Saturday, June 6, 2015

And now the fun starts...

Today was our students last day of school, YAY!!  So NOW we can start thinking about our summer reading challenge because I can't wait to have time to read more!
Here are some totally awesome book recommendations from Kate DiCamillo, in case you need some!
http://www.washingtonpost.com/lifestyle/on-parenting/summer-kid-book-suggestions-from-an-author-librarian-and-book-buyer/2015/06/02/18165d16-086f-11e5-9e39-0db921c47b93_story.html


Here's the first one I finished.  I hope you don't think it's cheating that I started it yesterday.  It's a pretty long one.  It's called "Mechanica" by Betsy Cornwell.  It's a Cinderella story, but the Cinderella in this one is a spunky girl named Nicolette.  Nicolette's mom died several years ago and her dad remarried a woman with two daughters (sound familiar?).  They are as mean to her as Cinderella's stepmom and stepsisters, but on Nicolette's 16th birthday, she finds her way into her mother's workroom.  Her mother had been an amazing engineer (their family lived off the things she made and Nicolette's dad sold them) and had left a number of journals and materials for Nicolette to find.  I really liked this one.  I liked how independent Nicolette is and how creative and hard working she is. I also liked how loyal she was to her friends.  It would be great paired up with any of the Cinderella books.  Here's a book trailer you can watch.
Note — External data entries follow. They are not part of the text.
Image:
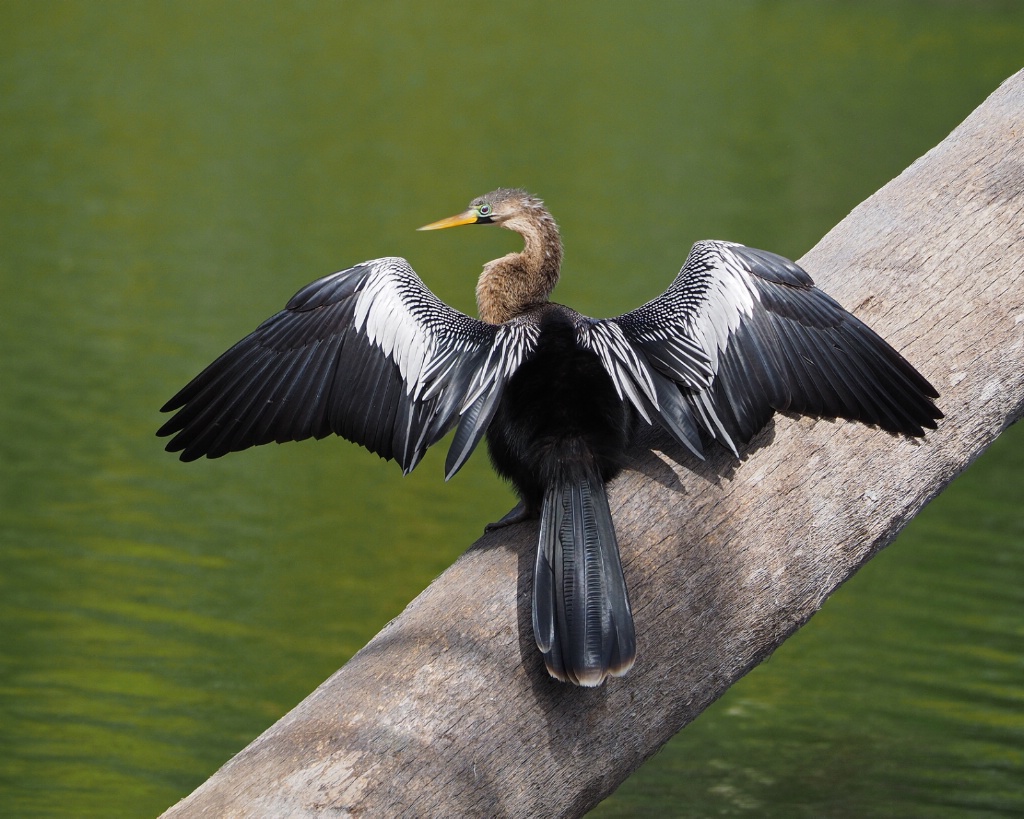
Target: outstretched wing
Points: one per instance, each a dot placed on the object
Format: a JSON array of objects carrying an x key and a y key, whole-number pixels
[
  {"x": 771, "y": 341},
  {"x": 368, "y": 353}
]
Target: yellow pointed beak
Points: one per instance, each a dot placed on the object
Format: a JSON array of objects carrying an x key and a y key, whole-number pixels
[{"x": 469, "y": 217}]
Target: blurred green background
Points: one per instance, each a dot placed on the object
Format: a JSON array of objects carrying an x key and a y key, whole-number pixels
[{"x": 171, "y": 172}]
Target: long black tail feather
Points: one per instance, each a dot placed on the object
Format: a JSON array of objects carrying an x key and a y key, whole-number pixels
[{"x": 582, "y": 618}]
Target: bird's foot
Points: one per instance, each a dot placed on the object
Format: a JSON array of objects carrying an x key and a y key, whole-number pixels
[{"x": 518, "y": 514}]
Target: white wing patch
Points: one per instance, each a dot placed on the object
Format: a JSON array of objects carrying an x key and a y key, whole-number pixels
[
  {"x": 625, "y": 368},
  {"x": 512, "y": 343},
  {"x": 396, "y": 316},
  {"x": 727, "y": 301}
]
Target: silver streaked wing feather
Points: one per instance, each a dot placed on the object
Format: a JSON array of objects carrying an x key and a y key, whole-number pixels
[
  {"x": 368, "y": 353},
  {"x": 744, "y": 333}
]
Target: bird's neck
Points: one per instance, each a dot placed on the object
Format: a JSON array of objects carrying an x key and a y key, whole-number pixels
[{"x": 516, "y": 283}]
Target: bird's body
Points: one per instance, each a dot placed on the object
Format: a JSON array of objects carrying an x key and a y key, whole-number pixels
[{"x": 371, "y": 354}]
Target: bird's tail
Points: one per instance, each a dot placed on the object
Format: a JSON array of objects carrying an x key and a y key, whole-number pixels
[{"x": 582, "y": 616}]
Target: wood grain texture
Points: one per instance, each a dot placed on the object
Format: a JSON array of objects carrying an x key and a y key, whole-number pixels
[{"x": 449, "y": 710}]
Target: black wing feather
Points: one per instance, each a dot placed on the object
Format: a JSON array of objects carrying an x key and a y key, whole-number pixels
[
  {"x": 368, "y": 353},
  {"x": 773, "y": 342}
]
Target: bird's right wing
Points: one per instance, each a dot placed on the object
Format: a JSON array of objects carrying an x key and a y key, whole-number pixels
[{"x": 367, "y": 353}]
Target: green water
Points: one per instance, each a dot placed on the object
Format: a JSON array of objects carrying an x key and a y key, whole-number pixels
[{"x": 170, "y": 173}]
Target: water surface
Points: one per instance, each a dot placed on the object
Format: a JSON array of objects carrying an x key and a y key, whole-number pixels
[{"x": 173, "y": 172}]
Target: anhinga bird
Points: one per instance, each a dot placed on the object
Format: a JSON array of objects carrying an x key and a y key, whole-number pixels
[{"x": 371, "y": 354}]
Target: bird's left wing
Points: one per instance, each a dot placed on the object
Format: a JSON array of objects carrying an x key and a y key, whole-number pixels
[
  {"x": 367, "y": 353},
  {"x": 744, "y": 333}
]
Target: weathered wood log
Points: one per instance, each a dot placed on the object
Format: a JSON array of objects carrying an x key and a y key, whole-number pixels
[{"x": 449, "y": 710}]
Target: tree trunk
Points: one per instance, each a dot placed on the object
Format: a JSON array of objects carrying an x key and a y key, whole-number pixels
[{"x": 449, "y": 710}]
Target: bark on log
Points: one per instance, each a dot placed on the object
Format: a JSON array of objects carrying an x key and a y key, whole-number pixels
[{"x": 449, "y": 712}]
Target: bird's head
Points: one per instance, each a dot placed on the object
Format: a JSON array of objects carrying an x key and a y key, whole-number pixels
[{"x": 508, "y": 207}]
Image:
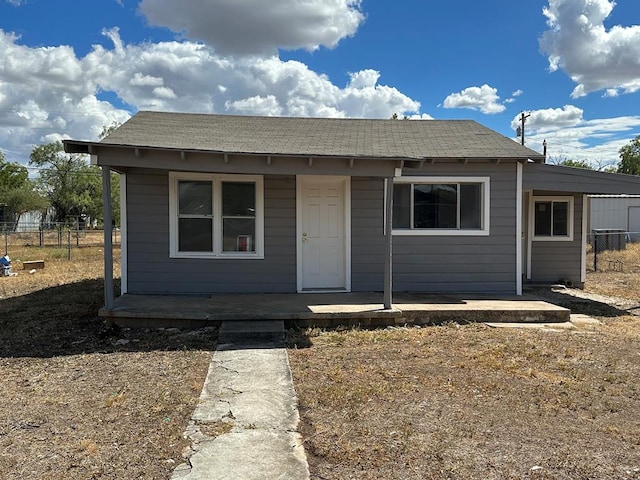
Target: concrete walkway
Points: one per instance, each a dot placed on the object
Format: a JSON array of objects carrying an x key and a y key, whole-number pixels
[{"x": 249, "y": 393}]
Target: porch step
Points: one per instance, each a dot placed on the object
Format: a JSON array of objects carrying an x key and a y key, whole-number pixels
[{"x": 251, "y": 331}]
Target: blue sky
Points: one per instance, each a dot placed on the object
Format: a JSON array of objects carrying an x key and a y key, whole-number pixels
[{"x": 69, "y": 68}]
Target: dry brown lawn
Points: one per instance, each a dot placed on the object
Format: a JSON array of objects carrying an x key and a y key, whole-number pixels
[
  {"x": 79, "y": 401},
  {"x": 466, "y": 401},
  {"x": 454, "y": 401}
]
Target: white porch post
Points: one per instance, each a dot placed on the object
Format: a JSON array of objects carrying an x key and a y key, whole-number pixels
[
  {"x": 388, "y": 265},
  {"x": 108, "y": 242}
]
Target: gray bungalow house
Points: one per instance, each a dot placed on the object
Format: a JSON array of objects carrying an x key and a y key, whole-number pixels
[{"x": 226, "y": 204}]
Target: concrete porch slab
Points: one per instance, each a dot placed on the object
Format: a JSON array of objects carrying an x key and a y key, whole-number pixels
[{"x": 328, "y": 309}]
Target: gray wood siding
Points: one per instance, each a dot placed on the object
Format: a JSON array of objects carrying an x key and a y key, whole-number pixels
[
  {"x": 557, "y": 261},
  {"x": 150, "y": 269},
  {"x": 437, "y": 263},
  {"x": 367, "y": 234},
  {"x": 464, "y": 263}
]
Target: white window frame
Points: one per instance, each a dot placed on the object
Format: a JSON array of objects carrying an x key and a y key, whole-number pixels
[
  {"x": 551, "y": 238},
  {"x": 485, "y": 208},
  {"x": 216, "y": 180}
]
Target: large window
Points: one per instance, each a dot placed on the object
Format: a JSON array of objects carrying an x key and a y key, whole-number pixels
[
  {"x": 553, "y": 218},
  {"x": 439, "y": 206},
  {"x": 216, "y": 215}
]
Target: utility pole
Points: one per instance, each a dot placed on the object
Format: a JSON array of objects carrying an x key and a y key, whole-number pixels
[{"x": 520, "y": 129}]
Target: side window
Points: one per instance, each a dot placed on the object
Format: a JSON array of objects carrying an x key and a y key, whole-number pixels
[
  {"x": 553, "y": 218},
  {"x": 444, "y": 206},
  {"x": 216, "y": 216}
]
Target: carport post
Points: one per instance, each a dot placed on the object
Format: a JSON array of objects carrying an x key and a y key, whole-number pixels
[
  {"x": 388, "y": 264},
  {"x": 108, "y": 242}
]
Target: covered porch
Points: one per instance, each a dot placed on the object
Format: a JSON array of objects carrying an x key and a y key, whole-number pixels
[{"x": 328, "y": 310}]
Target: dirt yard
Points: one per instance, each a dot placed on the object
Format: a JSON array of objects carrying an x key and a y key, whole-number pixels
[
  {"x": 469, "y": 401},
  {"x": 79, "y": 401},
  {"x": 455, "y": 401}
]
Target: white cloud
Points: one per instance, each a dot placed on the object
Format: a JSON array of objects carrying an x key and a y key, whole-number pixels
[
  {"x": 484, "y": 99},
  {"x": 570, "y": 136},
  {"x": 49, "y": 92},
  {"x": 551, "y": 118},
  {"x": 594, "y": 57},
  {"x": 255, "y": 26}
]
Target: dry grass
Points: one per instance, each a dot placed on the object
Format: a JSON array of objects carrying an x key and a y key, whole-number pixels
[
  {"x": 82, "y": 402},
  {"x": 462, "y": 402},
  {"x": 471, "y": 402}
]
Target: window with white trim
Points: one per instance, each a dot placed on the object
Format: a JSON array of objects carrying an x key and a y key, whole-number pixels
[
  {"x": 216, "y": 215},
  {"x": 441, "y": 206},
  {"x": 553, "y": 218}
]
Another one that will be coming out in the fall is called "For the Right to Learn" by Rebecca Langston-George.  It's a picture book about a Pakistani girl named Malala Yousafazi who gained world wide attention because she spoke out for education against the Taliban.  Some members of the Taliban tried to kill her by ambushing her bus on the way to school and she was shot.  She was relocated to Great Britain where she recuperated and was given the Nobel Peace Prize.  
This is the cover of the book.  


Here is Malala's speech when she accepted the Nobel Peace Prize.



The last one I read is not a new book but it has just been re-published.  It's called "City of Light, City of Dark" by Avi and illustrated by Brian Floca.  Avi won the Newbery award for "Crispin: Hour of Lead" which is historical fiction about a boy trying to survive during the Middle Ages.  Brian Floca just won the Caldecott award last year for his amazing book "Locomotive".  Anyway, THIS one is a graphical novel that's set in NY city.  There is a group of people? or maybe beings called Kurbs that have all the power.  When people start to settle in NY, the Kurbs strike an agreement that they are allowed to stay there but that a tribute must be made each acknowledging that the Kurbs control the power or the Kurbs will take back the power.  There is a woman who is the keeper of the power and she in turn passes the power on to her daughter so that there is an unending supply of power to NY.  The pictures are sparse and loosely drawn.  They are in black and white which gives you a feeling of starkness.  The story is very fast paced and I think the kids will really like it.  I think it would pair with the Amulet series by Kazu Kibushi because that is also a graphical novel and there's a quest involved.